Right after my birthday last year I spent a week in Provincetown, MA with my best friend/roommate, Jacob. We had been there the year prior and absolutely fell in love with that small New England town. It is such an interesting mix of gay, art, gay, beach, bikes, drag queens, and with a dash of straights thrown in there for good measure. Its one of my favorite places to go.
Stupidly, I had introduced Jacob to the world of Grindr right before we departed for the cape. The thing about Jacob is that he was celibate for quite sometime. I never truly understood why. He in his early 40s, attractive, fun and incredibly talented. About the time I moved in with him he started dating again. Then, much like an early mid life crisis, he became obsessed with guys, dating and sex. Unfortunately for me and our relationship he started acting like a different person.
The first year we went to Ptown, Jacob and I spent so much time together. Even though both of us always had one eye scanning around for cute boys, we were there together. That trip really solidify our relationship. Our last trip seemed to have the opposite effect. We were like random people who were sharing space together. I contribute a lot of this to his new found love for Grindr. Don’t get me wrong, I use Grindr and other gentlemen socializing networks, ok…sometimes I over use them, but at least I can always pull my attention away from shirtless torsos to carry on a conversation. The rest of the vacation was chuck for of instances of him wanting to go out with me and within 10 minutes he would locate his next conquest and I was left at the bar, alone.
Jacob came back to our room one morning and told me that just had unprotected sex and wanted advice on what to do next. I simply shut down.
What do you think I should do? Is there anything I can do? Does it really matter if I was the top?
I did know some of the answers to his questions but I was so angry all I could say was “I don’t know.” I was angry not just for the way he was treating me during the vacation, more importantly how he could do this to himself knowing all the shit that not only I go through, but other of his close friends do, because of this disease. So instead of blowing up in his face I said “I don’t know.”
Later on that afternoon a memory flashed through my mind when I told a good friend of mine that I tested positive.
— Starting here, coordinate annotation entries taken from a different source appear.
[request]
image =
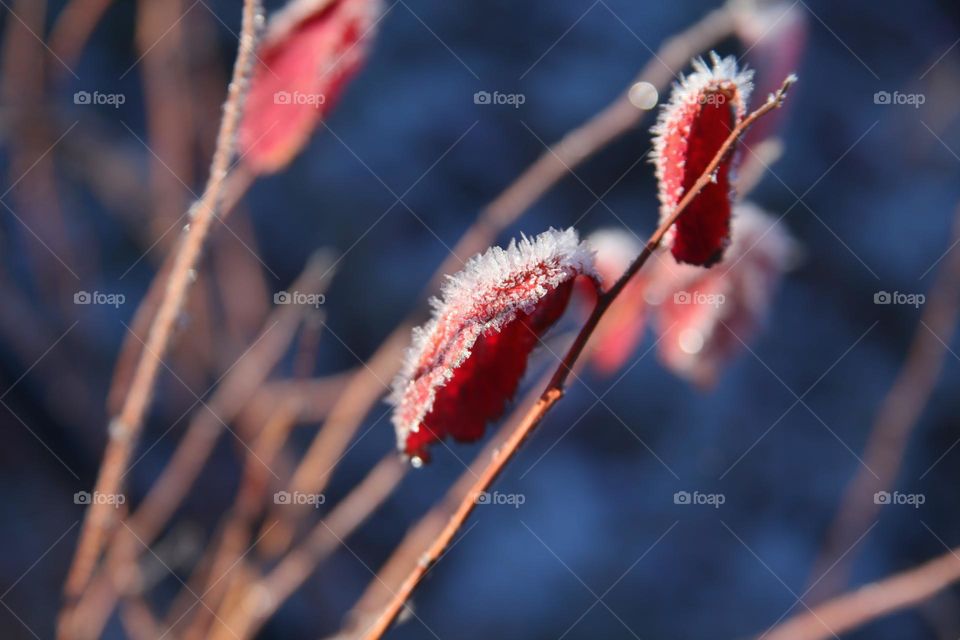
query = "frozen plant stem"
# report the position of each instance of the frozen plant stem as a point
(366, 387)
(125, 428)
(554, 390)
He laid into me with a lecture consisting of “How could you not have any respect for yourself?” “What were you thinking?” I know that my friend was upset and worried but all I needed was someone to listen to me and to be there for me. So I choked on my pride, found Jacob and gave him as much information as I could.
A couple months later a another good friend of mine put themselves in the same situation. When he told me that after having unprotected sex, his sexual partner then informed him that he was positive. When my friend came to me for advice, I felt the same pangs of anger. I know this sounds completely self centered but I took it as a personal offense, just like I did with Jacob. This time I swallowed all of my urges to do my best Cher impression and slap him “Snap out of it!” and I just listened and told him what course of action needs to happen.
I understand the allure of sex and being in the moment, but it hurts me to know that my friends aren’t being safe. Intellectually I now that it has nothing to do with me and as ridiculous as it sounds when these situations happen I somehow feel betrayed.
I want to be able to be there for my friends, no matter what happens. So, I will do my best just to listen and to be a supportive shoulder to cry on in moments like these. But you can bet your ass that after the stings of these situation pass I will be first in line with a lecture that Dorothy Zbornak can be proud of!